İlk uçuş çok kısaydı ve indiğimde artık bağlantılı uçuşa gitme zamanıydı. Bunu ilk defa yapıyor olduğum için stresten haftalar boyunca nasıl yapılacağına dair videolar izlemiştim. Her geçtiğim yerde bir yetkiliye yol soruyordum. En sonunda kapıma vardım fakat daha 2 saat vardı uçağın kalkmasına. 10 saat gibi gelen bu 2 saati atlattığımda artık aylardır beklediğim o an gelmişti. Uçağa bindiğimde üstümden büyük bir yük kalkmış gibi hissettim. Artık arkadaşlarım ve aramda tek bir uçuş kalmıştı.
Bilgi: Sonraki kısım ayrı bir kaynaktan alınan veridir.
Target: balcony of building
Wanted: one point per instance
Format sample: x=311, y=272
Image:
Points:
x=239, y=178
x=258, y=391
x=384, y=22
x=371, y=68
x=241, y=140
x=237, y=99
Biraz dizi, biraz ödev ve biraz da uyku ile zar zor geçen uçuş en sonunda bitmişti fakat benim aklımda başka bir şey vardı. Valizimin gelip gelmediği. Havaalanında bavullarının kaybolduğuna dair yorumlar yazan insanlar beni o kadar çok germişti ki uçak park alanına geçerken bavul taşıyan görevlileri izliyordum. Kırmızı kocaman bavulumu gördüğüm anda mutluluktan fotoğraf bile çektim.  

Sonunda 5 yaş büyüdüğümü hissettiğim bu yolculuk sonunda tek düşündüğüm birkaç dakika sonra arkadaşlarımı görecek olmamdı. Hayatımda geçirdiğim en iyi yaz tatili olacağı kesindi.